The first course that I took in the Women’s and Gender Studies department was Introduction to Women’s and Gender Studies. There were only two males in my class. I had taken psychology and sociology courses and had never noticed a gender ratio this obvious. When I took Psychology of Women, a course both in the Psychology and Women’s and Gender Studies departments, it became clear to me that my introductory course had been no exception to the usual demographic in WGST courses because there was only one male student the course. My professor repeatedly said throughout the course that she felt like she was “preaching to the choir” because we were discussing issues that women often deal with on a day-to-day basis. Because the class was not more diverse, we were unable to discuss many issues in a meaningful way.
I think that many people feel that Women’s and Gender Studies courses are only meant for women. Men sometimes seem scared to take the courses because they don’t want to be blamed or called out. I think that they might also think that the topics do not pertain to them, thus it is not necessary for them to sign up for a WGST course. It is vital to understand that Women’s and Gender Studies courses are not teaching “man-hating” principles, the issues that are discussed are not “lady problems” and the students taking these courses are not “feminazis.” In Psychology of Women, we discussed present-day issues of sexism in the media and workplace and systematic sexism. We learned in-depth about the cycle of oppression, as well as the impact of gender role expectations for both men and women in society. All of these topics pertain to males because the patriarchy doesn’t allow freedom for either gender. Men are negatively affected by patriarchal ideas, but also hold a lot of power in society. If they fully understand these issues, they can become advocates for less powerful groups. Unfortunately, because men are not signing up for WGST courses, they are missing out on these important conversations.
Issues like sexual assault, sexual harassment, rape and domestic violence are addressed in WGST courses. We discuss how victim blaming and rape culture allow these issues to continue in our society. The Rape, Abuse & Incest National Network states that 90 percent of adult rape victims are female. It is clear that these societal issues won’t be resolved until men understand their role in these issues.
While thinking of ways to increase the gender ratio, I thought of changing the name of Women’s and Gender Studies to something like Gender and Society Studies. When I reached out to Professor Jessica Ross, who teaches Psychology of Women, she said, “To change the name of a women’s studies course is once again implying there is something wrong with women.” She went on to say, “The name of our course doesn’t need to change, rather the culture at large needs to change either by not seeing a course titled women’s studies and feminism as a taboo or by requiring all students to take a WGST courses to address larger systemic issues of patriarchy.” I agree with her that a department name change would not solve the overarching perspective that it’s not necessary for male students to learn about these issues, but I consider the idea a way of making the courses seem less intimidating to men.
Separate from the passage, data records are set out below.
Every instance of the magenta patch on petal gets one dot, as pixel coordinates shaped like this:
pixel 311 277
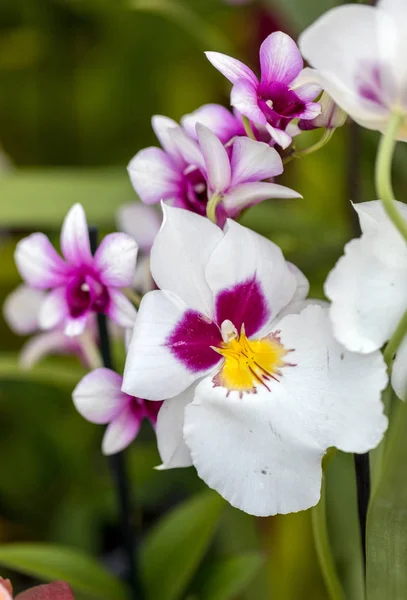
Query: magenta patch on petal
pixel 245 304
pixel 191 341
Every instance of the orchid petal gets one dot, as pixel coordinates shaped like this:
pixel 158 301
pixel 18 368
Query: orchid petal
pixel 38 263
pixel 154 175
pixel 231 68
pixel 280 59
pixel 180 254
pixel 75 244
pixel 98 396
pixel 216 159
pixel 115 260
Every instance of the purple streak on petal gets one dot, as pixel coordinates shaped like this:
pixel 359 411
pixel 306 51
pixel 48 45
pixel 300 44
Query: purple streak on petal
pixel 243 304
pixel 280 59
pixel 191 340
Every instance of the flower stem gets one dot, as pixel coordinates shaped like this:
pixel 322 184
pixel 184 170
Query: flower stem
pixel 321 540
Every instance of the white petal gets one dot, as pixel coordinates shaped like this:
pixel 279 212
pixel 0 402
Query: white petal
pixel 336 393
pixel 140 221
pixel 121 432
pixel 154 175
pixel 252 451
pixel 399 371
pixel 242 256
pixel 75 243
pixel 180 254
pixel 231 68
pixel 216 159
pixel 249 194
pixel 152 371
pixel 254 161
pixel 54 309
pixel 21 309
pixel 38 263
pixel 98 396
pixel 121 310
pixel 115 259
pixel 170 424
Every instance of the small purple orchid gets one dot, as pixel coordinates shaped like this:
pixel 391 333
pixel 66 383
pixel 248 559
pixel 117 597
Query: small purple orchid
pixel 81 284
pixel 275 100
pixel 98 398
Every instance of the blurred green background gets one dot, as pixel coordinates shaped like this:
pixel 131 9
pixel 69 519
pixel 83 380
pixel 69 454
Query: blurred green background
pixel 79 82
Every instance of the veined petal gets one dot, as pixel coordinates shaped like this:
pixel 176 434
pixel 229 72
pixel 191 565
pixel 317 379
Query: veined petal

So what is the real reason that men are not taking Women’s and Gender Studies courses? There seems to be a misconception that these issues don’t pertain to men. There is also level of fear and intimidation that they will be blamed or hated for being a man in this type of class setting. Maybe it simply doesn’t occur to many male students to choose these types of courses because these issues aren’t present in their day-to-day lives. There are great conversations with both men and women on these issues already in psychology and sociology classes, but those courses only touch on these societal problems. Men need to take Women’s and Gender Studies courses because these aren’t just women’s issues: Men need to be involved in the conversations and the change.